Sometime this winter Federated Search: Solution or Setback for Online Library Services, published by Haworth Press, will be released. The book is a collection of articles geared to helping those planning to implement federated search solutions in their libraries to understand what works best.

The book’s editor, Christopher N. Cox, is Assistant Director of Libraries, McIntyre Library, University of Wisconsin, Eau Clair. Cox is responsible for development of his library’s strategic plan, his work has been published in several library journals, and he has spoken at numerous conferences regarding federated search and its impact on information literacy and its instruction.

This paragraph from the publisher’s website describes the book:

“Federated Search: Solution or Setback for Online Library Services is a comprehensive guide to choosing, implementing, testing, teaching, and marketing federated search products in libraries. Experts in the field and librarians across the United States provide firsthand information on using federated search engines in different types of libraries (small, academic, and consortia), integrating search engines into library Web sites, homegrown upgrades, bidding on a product, other uses for software, and the future of federated searching.”

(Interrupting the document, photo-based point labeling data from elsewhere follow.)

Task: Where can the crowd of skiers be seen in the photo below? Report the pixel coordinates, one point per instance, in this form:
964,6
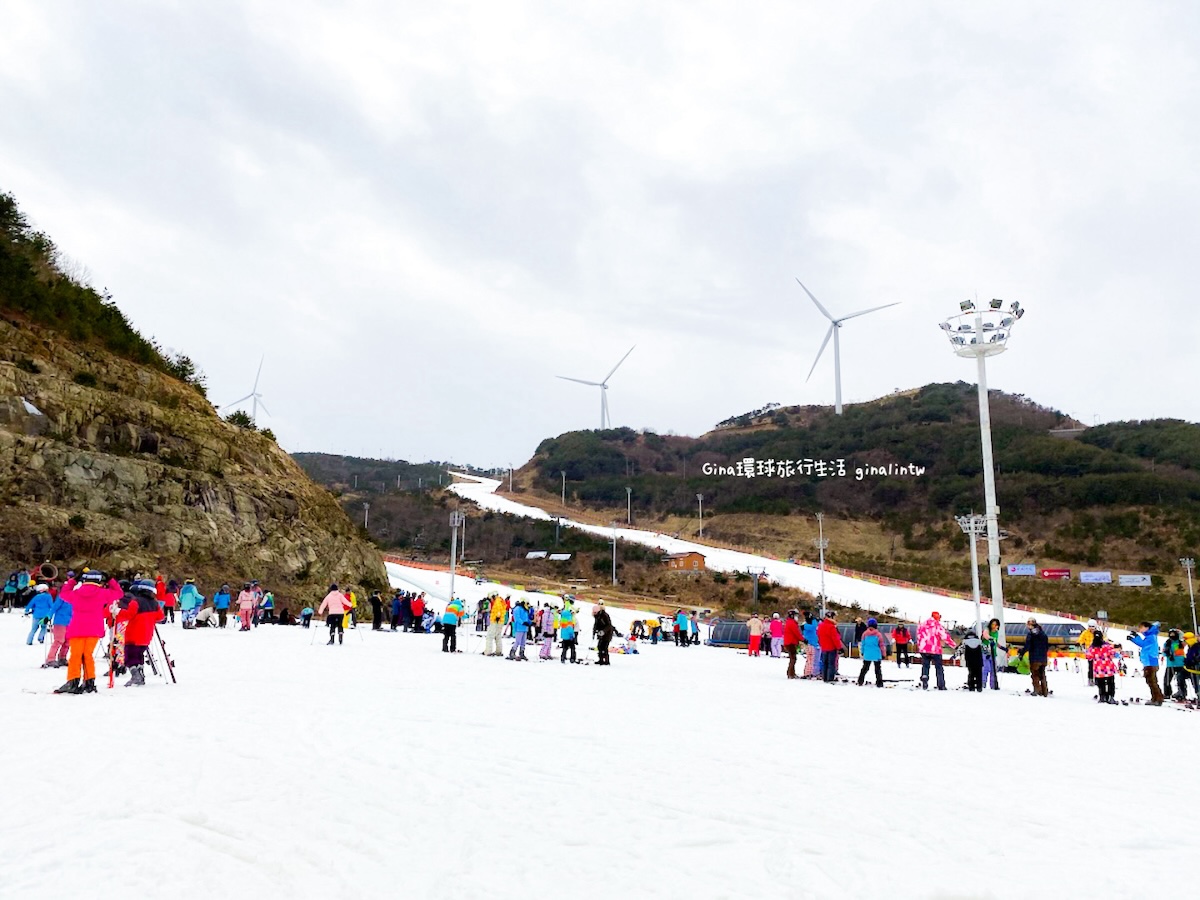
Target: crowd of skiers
497,617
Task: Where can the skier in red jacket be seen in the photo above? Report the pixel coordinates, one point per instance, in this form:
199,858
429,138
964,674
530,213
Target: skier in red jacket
791,641
141,610
831,646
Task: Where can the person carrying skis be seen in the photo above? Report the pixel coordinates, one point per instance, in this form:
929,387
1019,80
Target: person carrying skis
754,625
931,637
1037,645
777,635
334,609
873,647
792,641
60,613
40,607
993,651
829,640
565,623
1146,639
1103,666
901,636
603,629
450,619
141,612
973,659
520,630
90,599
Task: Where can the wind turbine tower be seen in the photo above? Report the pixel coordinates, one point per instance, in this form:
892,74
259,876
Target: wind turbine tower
834,329
253,396
605,421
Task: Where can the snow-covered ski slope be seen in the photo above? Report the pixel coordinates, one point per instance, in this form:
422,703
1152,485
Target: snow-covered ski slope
913,605
280,767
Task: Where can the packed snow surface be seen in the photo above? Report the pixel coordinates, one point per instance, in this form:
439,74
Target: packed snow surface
280,767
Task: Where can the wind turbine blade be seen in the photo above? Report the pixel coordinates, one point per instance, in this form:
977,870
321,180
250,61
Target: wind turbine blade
863,312
618,365
823,343
823,311
580,381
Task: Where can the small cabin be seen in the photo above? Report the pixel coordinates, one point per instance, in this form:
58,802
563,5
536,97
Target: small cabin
689,562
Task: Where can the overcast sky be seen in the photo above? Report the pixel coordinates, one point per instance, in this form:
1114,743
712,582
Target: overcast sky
423,213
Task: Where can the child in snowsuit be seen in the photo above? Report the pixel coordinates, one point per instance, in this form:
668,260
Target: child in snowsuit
1104,667
874,647
565,625
777,635
972,655
547,633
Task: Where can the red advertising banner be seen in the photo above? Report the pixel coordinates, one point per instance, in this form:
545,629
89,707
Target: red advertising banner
1055,574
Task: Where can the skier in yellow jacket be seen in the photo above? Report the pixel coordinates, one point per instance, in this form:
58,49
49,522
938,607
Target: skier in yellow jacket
496,617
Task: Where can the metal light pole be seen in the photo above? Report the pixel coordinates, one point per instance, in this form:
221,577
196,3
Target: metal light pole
1188,564
982,334
972,527
821,544
456,522
615,553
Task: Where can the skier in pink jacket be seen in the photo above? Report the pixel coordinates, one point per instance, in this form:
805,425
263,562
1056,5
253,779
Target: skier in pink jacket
247,600
931,636
334,609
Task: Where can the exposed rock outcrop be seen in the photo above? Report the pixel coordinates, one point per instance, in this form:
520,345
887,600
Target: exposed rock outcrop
109,463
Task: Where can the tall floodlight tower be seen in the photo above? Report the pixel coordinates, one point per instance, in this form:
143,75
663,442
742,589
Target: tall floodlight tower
979,334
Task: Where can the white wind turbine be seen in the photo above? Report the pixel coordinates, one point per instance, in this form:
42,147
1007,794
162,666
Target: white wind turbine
605,421
834,328
255,396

The book’s subtitle “Solution or Setback for Online Library Services” does set an ominous tone for the book. The description goes on to say:

“The book also includes information of what happened once federated search was implemented on various campuses, such as usability studies, teaching issues, getting buy-on from librarians, and marketing to students.”

Like it or not, I think the horror stories are as important to hear as the “federated search is the best thing since sliced bread” discussions.

The book’s contents lists 22 chapters (essays) plus an index and reference notes. It’d be great if readers of the book would volunteer to review the different chapters. When I’m able to get a copy I’ll do an overall review. Plus, I’ll see if I can get an interview with Mr. Cox.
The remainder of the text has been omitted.